Crew lifts cannon tube from carriage

Members of the VMI Physical Plant staff remove one of the cannons for storage till the new carriages arrive. – VMI Photo by John Robertson IV.

LEXINGTON, Va., June 30, 2016 – Visitors to the VMI post in coming weeks will notice the absence of four artifacts of VMI history.  The cadet battery – mid-19th-century cannons once used to train the VMI Corps of Cadets – was removed from the Parade Ground yesterday for restoration.

The cannons, built for VMI in 1848, are scaled-down versions of the field artillery of the era.  The tubes sit on carriages that have been replaced several times since the federal government restored the guns to VMI in 1875,  having disarmed the Institute at the end of the Civil War.  The current carriages were made from a wood-composite material.

“The cannons last underwent a major renovation … in October 2010,” said Col. Keith Gibson, executive director of the VMI Museum System.  “In as much as it has been six years, that’s about as long as you can expect a wooden carriage to last, exposed to the elements 365 days a year as those carriages are.”  In the 19th century, the guns would have been stored in a protected place, a gun shed or some other shelter, he said.

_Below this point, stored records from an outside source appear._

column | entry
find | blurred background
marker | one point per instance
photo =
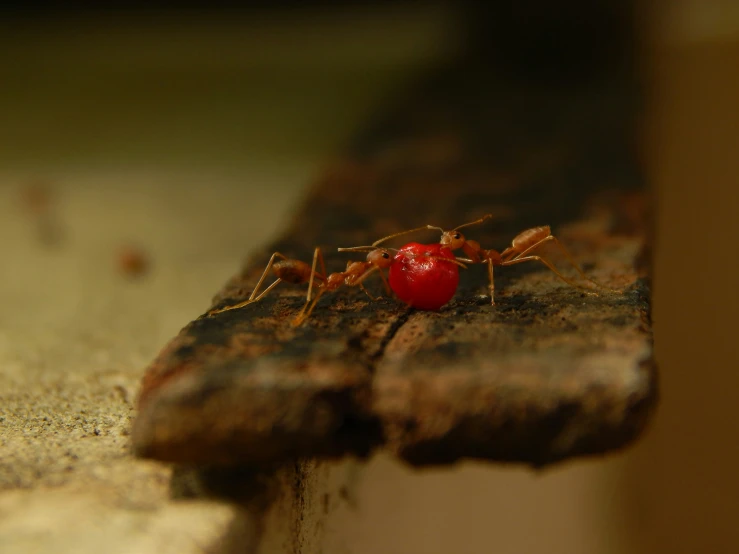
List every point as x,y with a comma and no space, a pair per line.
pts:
144,151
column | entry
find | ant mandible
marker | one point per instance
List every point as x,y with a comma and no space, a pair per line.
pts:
520,251
298,272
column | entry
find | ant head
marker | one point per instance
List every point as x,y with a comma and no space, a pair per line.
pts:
453,239
380,257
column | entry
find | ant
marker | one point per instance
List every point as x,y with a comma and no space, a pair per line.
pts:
423,276
298,272
520,251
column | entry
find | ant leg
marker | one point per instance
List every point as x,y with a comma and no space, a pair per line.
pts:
567,256
253,296
247,302
317,255
375,298
264,275
521,259
303,315
492,282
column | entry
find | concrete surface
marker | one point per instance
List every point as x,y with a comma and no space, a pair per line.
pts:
74,335
190,140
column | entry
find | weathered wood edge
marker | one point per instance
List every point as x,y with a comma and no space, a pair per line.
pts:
246,389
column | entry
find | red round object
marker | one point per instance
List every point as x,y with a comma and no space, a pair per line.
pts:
420,279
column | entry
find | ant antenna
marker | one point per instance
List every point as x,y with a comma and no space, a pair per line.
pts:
476,222
365,249
397,235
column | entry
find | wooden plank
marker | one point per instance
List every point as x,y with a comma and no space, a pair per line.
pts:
547,373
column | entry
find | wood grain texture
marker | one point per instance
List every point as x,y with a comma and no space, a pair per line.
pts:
548,373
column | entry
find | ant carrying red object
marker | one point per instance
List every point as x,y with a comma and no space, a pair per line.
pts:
423,276
433,267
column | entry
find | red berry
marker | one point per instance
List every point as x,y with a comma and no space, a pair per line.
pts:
420,279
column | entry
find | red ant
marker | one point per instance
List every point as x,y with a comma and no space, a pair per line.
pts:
298,272
423,276
520,251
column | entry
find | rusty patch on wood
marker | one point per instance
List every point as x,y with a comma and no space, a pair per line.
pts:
550,372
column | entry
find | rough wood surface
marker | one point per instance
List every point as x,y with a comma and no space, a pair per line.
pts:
547,373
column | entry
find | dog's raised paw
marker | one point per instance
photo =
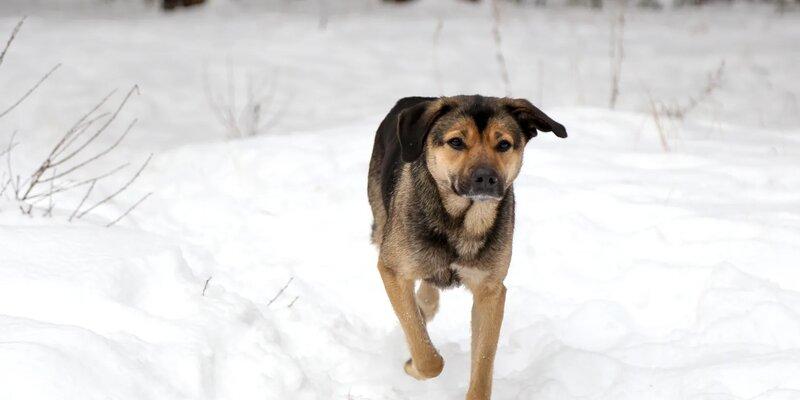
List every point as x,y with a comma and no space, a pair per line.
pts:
427,370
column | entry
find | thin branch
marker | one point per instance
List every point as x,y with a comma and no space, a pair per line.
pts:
11,146
95,157
205,286
498,44
437,70
616,56
11,39
111,196
81,183
134,89
49,211
129,210
62,145
83,200
30,91
78,131
280,292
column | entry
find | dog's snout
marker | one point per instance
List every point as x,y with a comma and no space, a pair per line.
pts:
485,182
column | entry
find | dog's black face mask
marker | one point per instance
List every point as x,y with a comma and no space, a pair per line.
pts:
473,145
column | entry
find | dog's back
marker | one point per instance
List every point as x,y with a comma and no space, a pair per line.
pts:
385,164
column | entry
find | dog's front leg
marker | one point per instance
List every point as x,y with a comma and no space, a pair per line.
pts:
487,316
425,361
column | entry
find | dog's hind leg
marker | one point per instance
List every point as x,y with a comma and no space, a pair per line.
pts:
428,300
425,361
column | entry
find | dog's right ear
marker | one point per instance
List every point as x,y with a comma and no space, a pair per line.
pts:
413,125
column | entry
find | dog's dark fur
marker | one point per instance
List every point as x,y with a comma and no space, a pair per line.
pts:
430,224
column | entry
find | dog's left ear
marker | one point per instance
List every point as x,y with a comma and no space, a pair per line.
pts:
531,119
413,125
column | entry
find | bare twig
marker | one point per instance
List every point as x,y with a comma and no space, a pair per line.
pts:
120,190
79,127
662,134
51,161
280,292
36,196
11,39
95,157
713,82
14,181
205,286
616,55
49,211
258,103
437,70
498,44
30,91
134,89
83,200
128,211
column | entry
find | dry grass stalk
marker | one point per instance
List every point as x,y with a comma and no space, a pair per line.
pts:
498,45
713,82
280,292
258,112
616,55
61,163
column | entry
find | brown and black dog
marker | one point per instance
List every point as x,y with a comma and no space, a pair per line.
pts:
440,187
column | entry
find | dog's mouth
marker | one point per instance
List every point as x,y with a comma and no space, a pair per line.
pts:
470,194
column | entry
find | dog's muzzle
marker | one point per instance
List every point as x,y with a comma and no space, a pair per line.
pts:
484,184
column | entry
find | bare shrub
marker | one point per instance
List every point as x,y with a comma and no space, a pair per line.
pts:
257,113
679,111
616,55
498,46
667,115
57,172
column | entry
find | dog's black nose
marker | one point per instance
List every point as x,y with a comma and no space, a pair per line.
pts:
485,182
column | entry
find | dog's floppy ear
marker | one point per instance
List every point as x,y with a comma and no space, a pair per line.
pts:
531,119
413,125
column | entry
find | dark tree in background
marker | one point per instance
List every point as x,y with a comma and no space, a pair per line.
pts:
172,4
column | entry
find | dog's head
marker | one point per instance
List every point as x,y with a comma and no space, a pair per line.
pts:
472,145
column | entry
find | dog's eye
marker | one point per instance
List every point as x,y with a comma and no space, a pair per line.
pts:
504,145
456,143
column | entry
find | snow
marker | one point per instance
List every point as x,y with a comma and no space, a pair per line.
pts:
638,273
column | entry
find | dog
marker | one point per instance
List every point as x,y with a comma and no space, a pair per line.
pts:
440,187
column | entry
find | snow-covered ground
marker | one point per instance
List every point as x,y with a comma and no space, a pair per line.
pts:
638,273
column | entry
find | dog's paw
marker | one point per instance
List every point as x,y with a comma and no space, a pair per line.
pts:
429,369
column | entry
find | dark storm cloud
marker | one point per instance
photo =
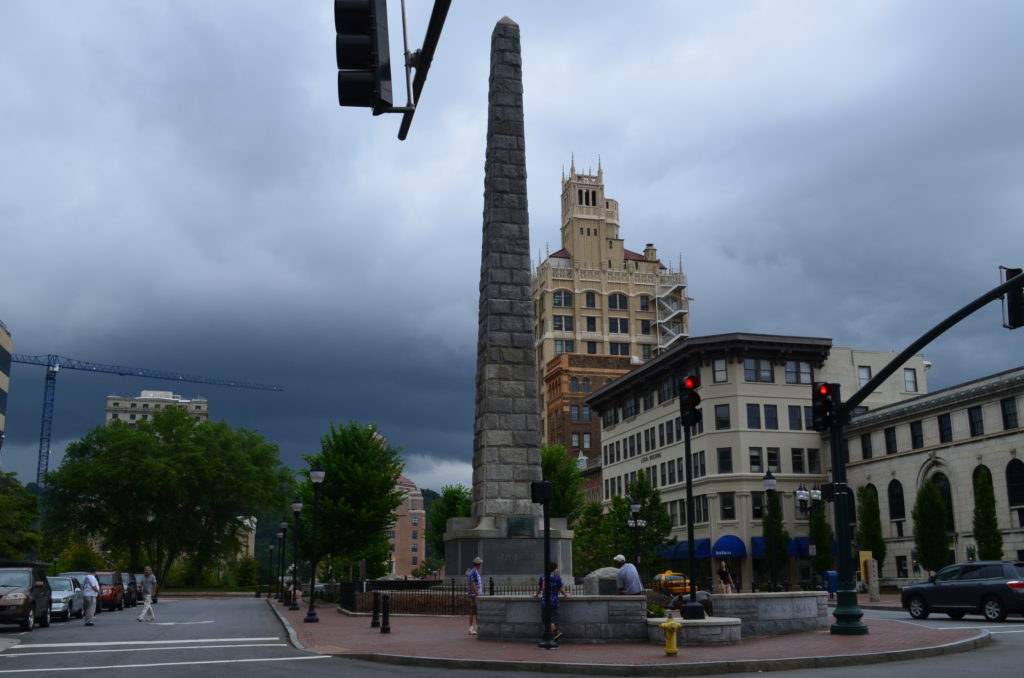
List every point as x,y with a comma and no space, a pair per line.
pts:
181,192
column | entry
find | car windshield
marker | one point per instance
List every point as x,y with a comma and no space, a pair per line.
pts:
19,579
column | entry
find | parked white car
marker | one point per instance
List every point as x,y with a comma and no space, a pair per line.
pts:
67,595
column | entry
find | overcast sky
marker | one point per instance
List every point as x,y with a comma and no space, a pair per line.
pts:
180,191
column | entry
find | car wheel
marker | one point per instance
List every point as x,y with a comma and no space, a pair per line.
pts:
993,609
918,607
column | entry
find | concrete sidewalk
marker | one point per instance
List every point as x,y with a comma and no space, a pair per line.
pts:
443,641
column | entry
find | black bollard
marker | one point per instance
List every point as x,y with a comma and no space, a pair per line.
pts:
375,621
386,613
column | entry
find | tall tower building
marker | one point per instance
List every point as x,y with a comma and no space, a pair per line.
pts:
595,298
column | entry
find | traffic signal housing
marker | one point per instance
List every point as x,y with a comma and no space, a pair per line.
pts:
822,405
364,54
689,399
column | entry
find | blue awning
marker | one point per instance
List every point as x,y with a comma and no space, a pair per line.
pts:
681,550
729,546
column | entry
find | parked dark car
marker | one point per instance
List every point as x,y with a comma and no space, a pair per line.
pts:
991,588
132,593
112,590
25,594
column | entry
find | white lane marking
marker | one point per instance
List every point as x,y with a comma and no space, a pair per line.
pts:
167,664
143,649
144,642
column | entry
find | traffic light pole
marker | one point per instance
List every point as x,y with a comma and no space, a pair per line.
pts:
847,612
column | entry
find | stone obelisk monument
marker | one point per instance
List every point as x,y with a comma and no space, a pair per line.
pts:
506,528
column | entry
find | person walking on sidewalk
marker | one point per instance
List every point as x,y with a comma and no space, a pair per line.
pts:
550,599
90,594
148,592
474,588
628,578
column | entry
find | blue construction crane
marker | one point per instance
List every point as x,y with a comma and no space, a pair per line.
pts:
54,364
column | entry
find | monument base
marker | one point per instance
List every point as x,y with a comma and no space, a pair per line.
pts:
512,548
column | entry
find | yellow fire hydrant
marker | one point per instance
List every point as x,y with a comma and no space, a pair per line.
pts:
671,626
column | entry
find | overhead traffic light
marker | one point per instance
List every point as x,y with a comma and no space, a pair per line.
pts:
364,54
822,405
689,399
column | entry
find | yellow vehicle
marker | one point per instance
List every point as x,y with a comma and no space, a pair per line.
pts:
672,583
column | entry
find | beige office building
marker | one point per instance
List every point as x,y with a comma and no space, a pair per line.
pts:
756,404
134,409
596,297
946,436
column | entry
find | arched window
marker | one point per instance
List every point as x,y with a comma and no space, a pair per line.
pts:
942,482
897,510
1015,482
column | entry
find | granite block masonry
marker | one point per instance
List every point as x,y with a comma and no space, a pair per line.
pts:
505,526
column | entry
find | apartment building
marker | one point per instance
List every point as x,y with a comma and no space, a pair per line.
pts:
596,297
947,436
756,404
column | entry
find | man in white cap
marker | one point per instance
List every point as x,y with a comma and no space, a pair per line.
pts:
475,588
628,579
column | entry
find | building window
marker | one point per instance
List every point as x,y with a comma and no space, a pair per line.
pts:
758,505
798,372
796,423
891,440
563,323
975,420
725,460
945,428
756,369
916,435
617,301
722,417
1008,406
727,503
721,372
756,466
753,416
797,457
564,346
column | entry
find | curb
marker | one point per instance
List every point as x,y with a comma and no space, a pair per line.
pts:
700,669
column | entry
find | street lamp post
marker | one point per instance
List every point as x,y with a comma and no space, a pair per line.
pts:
769,484
638,526
269,570
316,477
284,551
296,510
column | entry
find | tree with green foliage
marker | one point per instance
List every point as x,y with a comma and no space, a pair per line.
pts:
869,523
169,488
562,471
821,537
591,542
654,534
454,502
930,538
776,538
357,498
18,512
986,523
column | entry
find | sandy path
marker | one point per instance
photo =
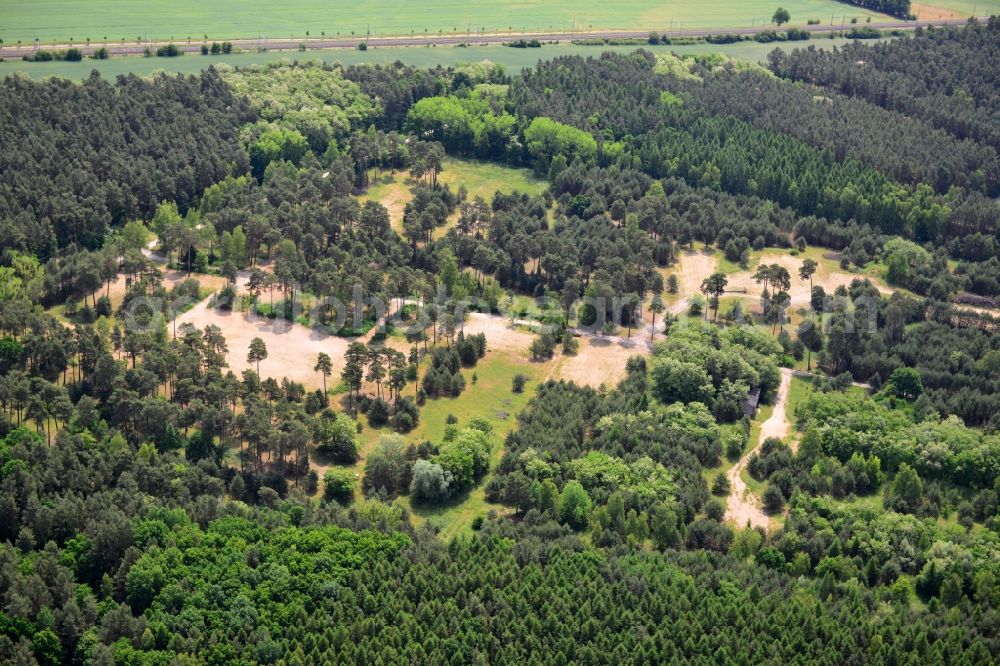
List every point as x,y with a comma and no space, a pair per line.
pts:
602,360
742,506
800,292
692,269
499,335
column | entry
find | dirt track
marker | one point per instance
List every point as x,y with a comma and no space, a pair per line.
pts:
742,506
444,40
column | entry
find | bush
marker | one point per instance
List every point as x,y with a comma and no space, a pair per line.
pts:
774,500
378,412
336,436
517,384
431,483
338,485
720,485
169,51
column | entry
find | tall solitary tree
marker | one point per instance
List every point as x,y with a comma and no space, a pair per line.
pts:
324,366
714,286
257,353
807,270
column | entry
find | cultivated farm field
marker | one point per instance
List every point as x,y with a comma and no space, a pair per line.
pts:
49,20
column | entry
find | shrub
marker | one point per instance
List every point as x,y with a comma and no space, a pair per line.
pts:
431,483
338,485
518,382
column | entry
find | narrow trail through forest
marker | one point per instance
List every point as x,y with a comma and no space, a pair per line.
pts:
742,506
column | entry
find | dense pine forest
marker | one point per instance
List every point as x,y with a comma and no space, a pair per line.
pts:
796,460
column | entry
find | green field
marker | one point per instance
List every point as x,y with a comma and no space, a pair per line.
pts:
512,59
60,21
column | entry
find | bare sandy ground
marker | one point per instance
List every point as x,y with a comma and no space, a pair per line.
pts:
691,270
926,12
499,335
291,348
742,506
601,360
799,292
394,196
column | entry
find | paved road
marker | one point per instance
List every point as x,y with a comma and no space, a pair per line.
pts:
118,48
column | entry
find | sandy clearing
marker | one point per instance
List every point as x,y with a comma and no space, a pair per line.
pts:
800,291
394,195
742,506
171,278
291,348
691,270
600,360
499,335
931,13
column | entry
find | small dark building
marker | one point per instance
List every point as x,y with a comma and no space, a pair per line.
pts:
750,403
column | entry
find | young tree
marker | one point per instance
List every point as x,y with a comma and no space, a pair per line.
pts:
807,270
656,306
714,286
355,359
257,353
574,505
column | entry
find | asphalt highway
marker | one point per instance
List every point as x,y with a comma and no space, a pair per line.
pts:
254,44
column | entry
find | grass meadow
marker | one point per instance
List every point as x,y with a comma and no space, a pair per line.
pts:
418,56
59,21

When the battery returns to VMI, the tubes, which weigh more than 550 pounds each, will be sitting on cast aluminum carriages that will be visually identical to the old ones.  Gibson noted that it’s increasingly difficult to find contractors who specialize in building wooden carriages for cannons, and these guns’ unusual size makes the carriages even more difficult to obtain.

“When it comes to 19th-century artillery pieces, these guns are some of the most important and historical in the entire nation,” said Gibson.  “We can point to these guns and know that Stonewall Jackson used the guns himself and trained cadets on the guns for an entire decade … when he was [VMI] professor of artillery tactics.”  The guns were scaled down, Gibson noted, partially because the cadets were both the battery crew and the “horse power” to move the guns around.

Added Gibson, “That decade of people who were trained by Jackson on those guns became the backbone of the artillery corps in the Army of Northern Virginia in the Civil War.”

The cannons saw action in the war’s early months – before enough standard-size cannons were available – with the Rockbridge Artillery, whose first commander, the Rev. William Pendleton, gave them the monikers they are known by, Matthew, Mark, Luke, and John, it is said, because “they spoke with a powerful voice,” said Gibson.

The now-silent guns will be back on display sometime this fall.